En guise de ponctuation de cette véritable intrigue dans l’intrigue, qui concurrence d’ailleurs l’intérêt du lecteur pour l’action elle-même, effluves de sang, magots divers et gangsters patibulaires sont légion. Lorsqu’il arrive à notre duo de tomber sur forte partie, l’on voit avec plaisir les liens se resserrer, pour mieux relancer ensuite la course de l’un après l’autre à peine les difficultés levées (et vous noterez que je ne précise pas qui poursuit qui, cette fois).

Nécessité que l’on jugera réglée sans artifice par Thirault : insuffler malgré tout une vie propre à chacun de ces deux personnages. Chaque album nous en apprend donc un peu plus sur elle, sur lui, puis sur eux, enfin sur les obsessions de l’époque et du lieu (encore une fois : les années folles, les States, les quartiers misérables ou pourris de fric selon les missions). Ce qui, composante importante du « noir » sous ses divers supports, prête à tout ceci un caractère désagréablement familier de réalité potentielle ; soit, plus concrètement, de véracité.
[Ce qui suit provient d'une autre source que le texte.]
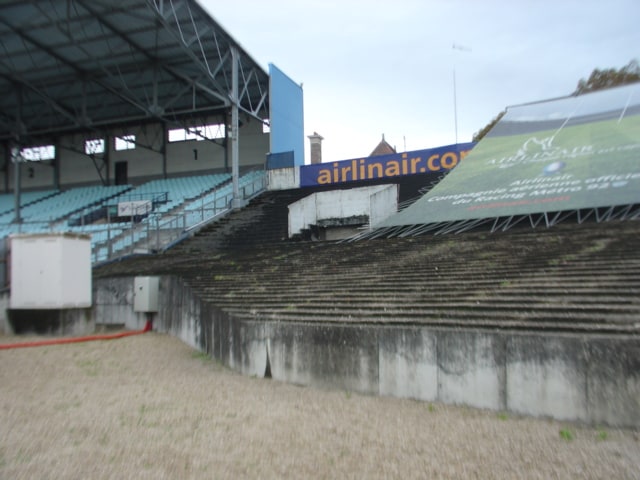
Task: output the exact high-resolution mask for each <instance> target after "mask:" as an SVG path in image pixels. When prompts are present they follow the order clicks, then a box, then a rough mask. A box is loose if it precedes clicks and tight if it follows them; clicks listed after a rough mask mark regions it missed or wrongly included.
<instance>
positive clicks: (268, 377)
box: [264, 349, 271, 378]
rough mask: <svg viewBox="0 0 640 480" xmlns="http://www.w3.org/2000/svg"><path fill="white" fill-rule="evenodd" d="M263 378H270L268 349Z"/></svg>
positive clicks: (269, 361)
mask: <svg viewBox="0 0 640 480" xmlns="http://www.w3.org/2000/svg"><path fill="white" fill-rule="evenodd" d="M264 378H271V361H270V360H269V349H267V366H266V367H265V369H264Z"/></svg>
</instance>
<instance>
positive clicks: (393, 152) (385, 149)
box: [369, 133, 397, 157]
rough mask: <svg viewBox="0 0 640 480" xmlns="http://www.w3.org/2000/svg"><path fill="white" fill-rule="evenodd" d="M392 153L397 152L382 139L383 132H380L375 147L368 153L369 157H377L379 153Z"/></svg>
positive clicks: (384, 139) (388, 153) (392, 153)
mask: <svg viewBox="0 0 640 480" xmlns="http://www.w3.org/2000/svg"><path fill="white" fill-rule="evenodd" d="M393 153H397V152H396V149H395V148H393V147H392V146H391V145H389V143H388V142H387V141H386V140H385V139H384V133H383V134H382V140H380V143H379V144H378V146H377V147H376V148H374V149H373V151H372V152H371V153H370V154H369V156H370V157H377V156H380V155H391V154H393Z"/></svg>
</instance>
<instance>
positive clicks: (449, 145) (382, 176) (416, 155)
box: [300, 142, 475, 187]
mask: <svg viewBox="0 0 640 480" xmlns="http://www.w3.org/2000/svg"><path fill="white" fill-rule="evenodd" d="M474 146H475V143H473V142H469V143H458V144H456V145H447V146H444V147H438V148H430V149H426V150H414V151H412V152H402V153H394V154H391V155H380V156H376V157H367V158H354V159H351V160H342V161H339V162H331V163H319V164H315V165H304V166H302V167H300V186H301V187H312V186H316V185H333V184H338V183H345V182H356V181H362V180H376V179H379V178H393V177H399V176H403V175H419V174H423V173H434V172H444V171H446V170H451V169H452V168H453V167H455V166H456V165H457V164H458V163H459V162H460V161H461V160H462V159H463V158H464V157H465V156H466V155H467V154H468V153H469V151H470V150H471V149H472V148H473V147H474Z"/></svg>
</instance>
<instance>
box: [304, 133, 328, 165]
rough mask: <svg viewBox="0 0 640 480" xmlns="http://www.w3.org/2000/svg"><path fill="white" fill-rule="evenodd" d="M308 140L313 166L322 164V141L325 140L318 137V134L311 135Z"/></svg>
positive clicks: (311, 160)
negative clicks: (308, 140) (310, 148)
mask: <svg viewBox="0 0 640 480" xmlns="http://www.w3.org/2000/svg"><path fill="white" fill-rule="evenodd" d="M307 138H309V143H310V144H311V164H312V165H314V164H316V163H322V140H324V138H323V137H322V136H321V135H318V132H313V135H309V136H308V137H307Z"/></svg>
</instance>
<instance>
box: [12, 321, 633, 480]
mask: <svg viewBox="0 0 640 480" xmlns="http://www.w3.org/2000/svg"><path fill="white" fill-rule="evenodd" d="M12 340H14V339H11V338H7V337H5V338H2V339H0V341H2V342H10V341H12ZM563 431H564V432H565V433H563V434H561V432H563ZM566 432H569V433H570V435H567V434H566ZM569 437H571V438H569ZM0 478H7V479H8V478H11V479H19V478H28V479H33V478H39V479H47V478H51V479H54V478H55V479H85V478H91V479H103V478H114V479H116V478H117V479H122V478H136V479H138V478H149V479H154V480H156V479H161V478H167V479H177V478H181V479H182V478H331V479H333V478H483V479H484V478H509V479H511V478H540V479H548V478H603V479H604V478H606V479H614V478H615V479H622V478H640V441H639V437H638V432H635V431H627V430H615V429H606V430H598V429H590V428H580V427H577V426H575V425H568V424H563V423H561V422H553V421H546V420H534V419H529V418H514V417H512V416H506V415H500V414H496V413H495V412H484V411H477V410H473V409H466V408H456V407H448V406H444V405H439V404H428V403H424V402H415V401H411V400H399V399H392V398H376V397H368V396H361V395H357V394H350V393H348V392H340V391H322V390H316V389H313V388H302V387H296V386H292V385H286V384H282V383H279V382H276V381H273V380H266V379H256V378H246V377H243V376H240V375H238V374H235V373H233V372H231V371H229V370H227V369H225V368H222V367H220V366H218V365H217V364H216V363H215V362H213V361H211V360H207V359H206V358H203V357H202V356H201V355H199V354H197V353H195V352H193V351H192V350H191V349H190V348H189V347H187V346H186V345H184V344H182V343H181V342H180V341H179V340H177V339H174V338H171V337H168V336H164V335H159V334H155V333H154V334H147V335H143V336H138V337H130V338H126V339H122V340H115V341H111V342H91V343H84V344H73V345H64V346H52V347H41V348H28V349H22V350H8V351H0Z"/></svg>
L’Amérique comme on l’aime : prohibition, gangsters et KKK... Certes, j’en rajoute quant à l’image d’Epinal que je semble évoquer, mais n’oublions pas que ce sont pourtant des éléments déterminants de la période considérée par Thirault, dont il se sert avec ingéniosité pour y impliquer ses personnages et, probablement, dénoncer une partie des abominations de l’époque.

La prohibition se dresse quasiment à chaque coin de page, entraînant souvent des répliques bien senties de la part des victimes d’un alcool peut-être dangereux (« On a arrêté la production, y a des gens qui devenaient aveugles »...), plus que certainement frelaté en tout cas. Prohibition qui occasionne trafics en tous genres et qui permet à certains de marquer leur différence de standing - de classe, devrais-je écrire - en ayant accès, par leurs privilèges (argent ou autres), à des produits d’un bien meilleur cru.

Plus évident est le thème du racisme, de la ghettoïsation déjà bien avancée, et des séparations marquées, encore légales à l’époque, entre blancs et noirs, ces derniers étant cantonnés au rang de domestiques - encore que larbins ou paillassons seraient des termes plus appropriés. Slim en fait les frais dès le début de l’association avec Miss, qui en retour choque les blancs qu’elle côtoie - rarement - par son franc-parler et son « partenariat » avec celui que tant considèrent comme rien moins qu’une raclure, sur la base de sa couleur. Pour mention, vous aurez même droit à une apparition du KKK, dont nos protagonistes vont, « par le plus grand des hasards », comme le souligne Miss, effectuer le travail. Etonnant, non ? Lisez le tome 3 et nous en rediscuterons.

Et, tout de même, au milieu de ce marasme nauséabond la plupart du temps, quelques éclaircies apportées par l’impression fugace que tout n’est pas perdu, que Miss prend parfois des allures de justicière - bien malgré elle, mais quand même !-, que Slim est loin d’être aussi superficiel qu’il se plaît à le faire croire, et que c’est surtout l’environnement qui façonne les êtres que nous croisons et les promet à une carrière de vaurien minable, ou de grand ponte du quartier s’ils survivent, plutôt qu’un quelconque déterminisme inné qui accréditerait les thèses, répandues à l’époque, de l’hérédité du crime. Même si le gosse apparemment le plus ingénu est rarement en retard sur ses aînés, à pareille école.

Tous ces thèmes s’entrelacent en filigrane des scènes principales, et Thirault soutient d’une langue alerte et fort expressive, réparties des personnages, description de tableaux urbains ou portraits tracés en quelques lignes. Un ensemble qui se tient, qui vous tient en haleine, intégrant finalement, dans l’univers intime de vos références, ce duo hors normes.